Par conséquent, une faible consommation d'eau ou des biomarqueurs urinaires chroniquement élevés ne signifie pas par défaut une déshydratation, car la totalité de l'eau corporelle est maintenue et l'osmolalité sanguine n'est généralement pas affectée. Dans la littérature, les scientifiques ont qualifié l'état d'hydratation des biomarqueurs d'hydratation urinaire élevée de déshydratation légère, d'hydratation insuffisante, d'hydratation sous-optimale ou de prédéshydratation [ 11 , 25 , 26.]. Au lieu de cela, je propose le terme sous-hydratation qui pourrait mieux saisir la nature de ce phénomène, englobant une prise d’eau faible (consommant moins que les valeurs de référence), en l’absence de déficit hydrique total du corps, de soif ou d’osmolalité plasmatique élevée, alors que le mécanisme homéostatique de l’eau activé par la vasopressine et les biomarqueurs urinaires (Fig. 1 ).

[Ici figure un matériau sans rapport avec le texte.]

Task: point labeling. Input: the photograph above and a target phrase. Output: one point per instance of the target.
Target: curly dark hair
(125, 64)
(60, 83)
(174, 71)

Il est temps de différencier le terme «déshydratation» de «sous-hydratation» et de ne pas utiliser la déshydratation lorsqu'une osmolalité urinaire élevée est atteinte ou si les valeurs de référence de l'absorption d'eau par l'utilisateur ne sont pas respectées.
Bien entendu, le sujet de l'hydratation et de la santé est nouveau et fait l'objet de nombreuses recherches [ 27 ]. À ce stade, nous avons probablement plus de questions que de réponses et de théories sur les mécanismes potentiels associant une faible consommation d'eau à diverses pathologies inexplorées, notamment le cancer et la longévité [ 28 , 29 ]. Cependant, il est temps de concentrer nos efforts sur les conséquences pour la santé d'être un buveur modéré, plutôt que d'examiner les effets aigus de la déshydratation (déficit en eau). Nous avons besoin d'études à grande échelle et d'essais contrôlés randomisés pour étudier l'impact de l'augmentation de la consommation d'eau sur la santé et le bien-être.